And in 2015, the World Health Organisation dubbed it a probable carcinogen, too. Steak lovers panicked, understandably—but the designation probably doesn’t mean the end of juicy fillets.
Categorising red meat as potentially cancer-causing refers most directly to colorectal cancer, but even the strongest scientific evidence in this area is still considered somewhat limited. It looks like processed red meat—think hot dogs, sausage, and bacon—may be the real culprit. Processed meats were designated Group 1 carcinogens by the WHO, a more dangerous ranking than the Group 2A given to unprocessed red meat, because many contain nitrates and nitrites, salts that are thought to be directly related to cancer. “We can’t say there’s a safe level of intake of processed meat,” says Carolina Guizar, a registered dietitian and nutritionist with New York City meal delivery nonprofit God’s Love We Deliver. “It’s pretty clear that the more processed meat you have, the greater your risk for colorectal cancer.”
You’ve long been wary of the saturated fat and cholesterol in red meat, no doubt, but the research examining the link between eating red meat and heart disease has actually been mixed. In one review of 11 different studies, four found an increase in heart disease risk when people ate more red meat while five didn’t, Guizar says. Another review found only a weak link between red meat and heart disease, but a stronger link between processed meat and heart problems.

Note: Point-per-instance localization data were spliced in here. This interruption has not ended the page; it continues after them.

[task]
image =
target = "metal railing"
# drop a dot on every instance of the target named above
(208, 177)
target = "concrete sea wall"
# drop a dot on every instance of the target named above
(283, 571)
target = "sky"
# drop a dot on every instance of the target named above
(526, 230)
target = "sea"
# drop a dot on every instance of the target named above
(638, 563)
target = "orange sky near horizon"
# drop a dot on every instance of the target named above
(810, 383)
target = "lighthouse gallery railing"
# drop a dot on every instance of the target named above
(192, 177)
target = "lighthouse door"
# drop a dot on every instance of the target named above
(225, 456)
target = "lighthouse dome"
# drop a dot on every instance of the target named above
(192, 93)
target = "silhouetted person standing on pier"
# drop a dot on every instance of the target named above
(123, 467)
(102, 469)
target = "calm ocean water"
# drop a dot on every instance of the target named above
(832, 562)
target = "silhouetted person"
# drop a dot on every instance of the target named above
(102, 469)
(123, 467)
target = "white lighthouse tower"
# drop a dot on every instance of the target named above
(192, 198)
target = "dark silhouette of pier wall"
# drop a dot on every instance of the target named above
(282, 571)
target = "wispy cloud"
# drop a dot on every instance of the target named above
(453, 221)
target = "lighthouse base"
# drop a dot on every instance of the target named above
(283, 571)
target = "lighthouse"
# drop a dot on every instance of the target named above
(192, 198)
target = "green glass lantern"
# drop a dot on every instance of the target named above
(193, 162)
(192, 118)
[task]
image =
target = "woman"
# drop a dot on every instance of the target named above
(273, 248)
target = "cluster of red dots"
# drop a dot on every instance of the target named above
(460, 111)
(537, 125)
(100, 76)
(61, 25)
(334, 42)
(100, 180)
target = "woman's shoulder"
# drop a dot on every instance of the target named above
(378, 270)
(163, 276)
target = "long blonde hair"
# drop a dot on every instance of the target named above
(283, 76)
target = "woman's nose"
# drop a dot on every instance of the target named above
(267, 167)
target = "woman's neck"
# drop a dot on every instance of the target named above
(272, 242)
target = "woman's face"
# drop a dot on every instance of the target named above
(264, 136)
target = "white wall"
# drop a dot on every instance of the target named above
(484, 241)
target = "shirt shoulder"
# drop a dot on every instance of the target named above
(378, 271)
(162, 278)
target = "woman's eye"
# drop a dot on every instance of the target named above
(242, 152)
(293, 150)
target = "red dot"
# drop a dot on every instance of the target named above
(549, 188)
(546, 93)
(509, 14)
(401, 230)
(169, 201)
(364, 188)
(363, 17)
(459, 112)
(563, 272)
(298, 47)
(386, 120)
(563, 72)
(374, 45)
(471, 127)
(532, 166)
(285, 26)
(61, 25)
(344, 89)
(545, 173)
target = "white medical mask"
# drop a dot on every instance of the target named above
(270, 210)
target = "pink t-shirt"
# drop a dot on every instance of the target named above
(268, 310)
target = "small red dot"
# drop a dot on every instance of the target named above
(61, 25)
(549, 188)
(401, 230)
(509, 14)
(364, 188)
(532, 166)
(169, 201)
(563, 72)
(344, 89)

It actually might be the salt in processed red meat that’s the big concern, says Simin Liu, MD, ScD, professor of epidemiology at Brown University’s School of Public Health who researches nutrition and heart disease, among other topics. “Sodium in particular is a risk factor for high blood pressure, which in turn elevates heart disease risk,” he says. Iron intake from red meat has also been linked to heart disease and heart attack, he adds, not to mention saturated fat probably shouldn’t be let entirely off the hook.

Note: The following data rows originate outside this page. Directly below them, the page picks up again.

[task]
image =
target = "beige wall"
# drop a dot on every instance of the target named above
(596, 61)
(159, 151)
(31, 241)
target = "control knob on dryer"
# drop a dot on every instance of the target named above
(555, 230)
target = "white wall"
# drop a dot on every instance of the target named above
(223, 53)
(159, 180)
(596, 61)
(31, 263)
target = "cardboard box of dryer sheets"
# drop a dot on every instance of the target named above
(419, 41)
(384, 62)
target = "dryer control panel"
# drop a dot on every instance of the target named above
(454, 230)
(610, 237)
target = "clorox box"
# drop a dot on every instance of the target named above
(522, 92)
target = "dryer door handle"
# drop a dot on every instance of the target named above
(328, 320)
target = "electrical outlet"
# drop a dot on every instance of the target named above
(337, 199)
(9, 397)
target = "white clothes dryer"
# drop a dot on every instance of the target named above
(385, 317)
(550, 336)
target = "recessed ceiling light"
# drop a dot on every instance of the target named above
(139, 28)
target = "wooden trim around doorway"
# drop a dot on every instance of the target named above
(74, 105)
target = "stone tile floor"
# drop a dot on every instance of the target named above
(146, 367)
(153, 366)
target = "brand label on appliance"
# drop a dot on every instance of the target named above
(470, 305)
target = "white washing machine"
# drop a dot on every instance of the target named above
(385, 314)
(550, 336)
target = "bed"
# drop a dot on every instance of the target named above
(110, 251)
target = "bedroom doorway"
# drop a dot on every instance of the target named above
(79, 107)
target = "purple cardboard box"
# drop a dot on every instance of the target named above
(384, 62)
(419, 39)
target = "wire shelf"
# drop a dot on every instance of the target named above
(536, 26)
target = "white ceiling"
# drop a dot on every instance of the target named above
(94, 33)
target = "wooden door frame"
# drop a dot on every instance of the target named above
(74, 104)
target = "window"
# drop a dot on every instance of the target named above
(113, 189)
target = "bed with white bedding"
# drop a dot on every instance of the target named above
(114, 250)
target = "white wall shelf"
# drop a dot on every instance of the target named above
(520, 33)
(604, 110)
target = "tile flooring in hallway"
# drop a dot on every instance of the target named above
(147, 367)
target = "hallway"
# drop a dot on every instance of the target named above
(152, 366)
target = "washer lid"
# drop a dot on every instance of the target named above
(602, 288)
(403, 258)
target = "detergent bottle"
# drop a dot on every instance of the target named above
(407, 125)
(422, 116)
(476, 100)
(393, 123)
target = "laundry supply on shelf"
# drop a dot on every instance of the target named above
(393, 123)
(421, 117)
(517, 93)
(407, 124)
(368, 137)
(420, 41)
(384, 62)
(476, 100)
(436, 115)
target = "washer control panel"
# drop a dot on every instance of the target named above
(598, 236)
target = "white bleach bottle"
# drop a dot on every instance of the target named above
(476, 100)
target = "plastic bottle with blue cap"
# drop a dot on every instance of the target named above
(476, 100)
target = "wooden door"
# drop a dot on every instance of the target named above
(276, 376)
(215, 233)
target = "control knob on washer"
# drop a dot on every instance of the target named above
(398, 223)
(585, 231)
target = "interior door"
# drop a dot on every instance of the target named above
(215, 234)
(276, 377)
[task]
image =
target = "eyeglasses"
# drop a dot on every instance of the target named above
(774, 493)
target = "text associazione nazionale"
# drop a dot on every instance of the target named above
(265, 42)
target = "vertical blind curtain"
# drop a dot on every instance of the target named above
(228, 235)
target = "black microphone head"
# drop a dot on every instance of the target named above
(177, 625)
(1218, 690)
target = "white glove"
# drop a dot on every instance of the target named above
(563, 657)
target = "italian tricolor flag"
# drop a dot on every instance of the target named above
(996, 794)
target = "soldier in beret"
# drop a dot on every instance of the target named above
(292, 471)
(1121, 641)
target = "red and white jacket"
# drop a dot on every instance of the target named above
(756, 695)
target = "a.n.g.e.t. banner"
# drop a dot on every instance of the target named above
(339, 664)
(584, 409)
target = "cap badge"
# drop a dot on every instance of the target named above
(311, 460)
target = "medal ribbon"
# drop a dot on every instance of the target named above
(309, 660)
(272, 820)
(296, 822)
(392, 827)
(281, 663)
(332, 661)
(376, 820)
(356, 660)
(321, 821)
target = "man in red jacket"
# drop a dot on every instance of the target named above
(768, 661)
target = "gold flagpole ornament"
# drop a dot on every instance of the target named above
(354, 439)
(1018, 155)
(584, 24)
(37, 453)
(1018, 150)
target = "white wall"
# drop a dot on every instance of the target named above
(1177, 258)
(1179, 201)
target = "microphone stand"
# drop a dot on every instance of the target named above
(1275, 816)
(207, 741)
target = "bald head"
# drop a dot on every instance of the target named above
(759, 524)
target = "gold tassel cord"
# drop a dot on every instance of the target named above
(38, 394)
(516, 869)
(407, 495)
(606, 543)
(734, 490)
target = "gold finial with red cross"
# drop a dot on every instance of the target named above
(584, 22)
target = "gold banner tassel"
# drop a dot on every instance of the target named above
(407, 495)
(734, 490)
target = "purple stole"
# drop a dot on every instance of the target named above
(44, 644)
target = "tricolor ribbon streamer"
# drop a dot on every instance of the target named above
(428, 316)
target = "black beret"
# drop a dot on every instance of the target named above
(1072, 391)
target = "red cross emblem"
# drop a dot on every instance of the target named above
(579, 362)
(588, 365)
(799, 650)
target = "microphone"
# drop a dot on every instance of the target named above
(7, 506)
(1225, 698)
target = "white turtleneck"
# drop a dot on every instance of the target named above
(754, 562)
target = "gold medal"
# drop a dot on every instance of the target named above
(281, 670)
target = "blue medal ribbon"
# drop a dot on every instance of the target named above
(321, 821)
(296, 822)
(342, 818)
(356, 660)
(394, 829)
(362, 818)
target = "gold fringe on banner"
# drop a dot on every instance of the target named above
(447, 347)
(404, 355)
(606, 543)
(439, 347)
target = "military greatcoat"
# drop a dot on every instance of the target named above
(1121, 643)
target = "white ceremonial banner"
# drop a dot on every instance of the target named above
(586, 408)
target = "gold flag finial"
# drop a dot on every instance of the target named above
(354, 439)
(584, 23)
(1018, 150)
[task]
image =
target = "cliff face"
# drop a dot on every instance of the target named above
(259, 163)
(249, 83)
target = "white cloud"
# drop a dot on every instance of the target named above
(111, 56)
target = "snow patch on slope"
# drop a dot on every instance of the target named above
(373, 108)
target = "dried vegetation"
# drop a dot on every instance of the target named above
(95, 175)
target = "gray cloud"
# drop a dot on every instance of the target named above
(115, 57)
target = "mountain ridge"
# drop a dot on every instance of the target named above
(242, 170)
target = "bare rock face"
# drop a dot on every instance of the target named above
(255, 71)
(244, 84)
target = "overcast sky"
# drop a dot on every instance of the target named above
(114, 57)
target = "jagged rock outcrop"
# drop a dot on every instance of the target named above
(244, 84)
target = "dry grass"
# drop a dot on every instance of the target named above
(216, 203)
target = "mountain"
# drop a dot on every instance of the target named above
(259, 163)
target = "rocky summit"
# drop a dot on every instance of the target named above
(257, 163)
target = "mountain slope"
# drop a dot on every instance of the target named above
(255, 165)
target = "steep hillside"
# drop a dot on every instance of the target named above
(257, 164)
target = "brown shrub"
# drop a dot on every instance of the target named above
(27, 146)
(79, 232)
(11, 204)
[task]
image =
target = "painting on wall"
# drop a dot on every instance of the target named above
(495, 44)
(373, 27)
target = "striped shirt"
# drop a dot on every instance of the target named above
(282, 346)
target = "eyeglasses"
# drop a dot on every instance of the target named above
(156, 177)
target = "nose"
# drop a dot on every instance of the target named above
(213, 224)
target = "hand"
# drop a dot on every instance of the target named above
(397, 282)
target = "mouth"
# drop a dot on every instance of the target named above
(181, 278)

Because stroke shares so many risk factors with heart disease, it’s likely also linked to red meat consumption because of salt, namely those nitrites and nitrates again, Liu says. A review of studies examining stroke risk found that for every serving per day increase in red meat consumption, ischemic stroke risk increased by 13 per cent, or by 15 per cent when only processed meat was taken into consideration.
Liu’s research estimated that for every serving per day your red meat intake increases, your risk of type 2 diabetes goes up by somewhere between 9 and 18 per cent. Again, processed meat seems to be more problematic than unprocessed, and (noticing a theme yet?) nitrites and nitrates seem to be to blame, Liu says. Some of the same cancer-causing chemicals that can form while cooking red meat are also toxic to the cells in the pancreas that produce insulin, at least in studies of animals. Of course, eating red meat could cause you to pack on a few extra pounds, which could in turn increase diabetes risk, Liu adds. But it’s frequent consumption that he’s most concerned about.
“The average healthy person should not be worried about having a hamburger or a steak occasionally,” he says. The study results come from comparing people who eat red meat five or more times a week and people who eat it less than once a week. “Red meat consumed in modest portions and low frequency would not convey high risk of developing type 2 diabetes,” he says.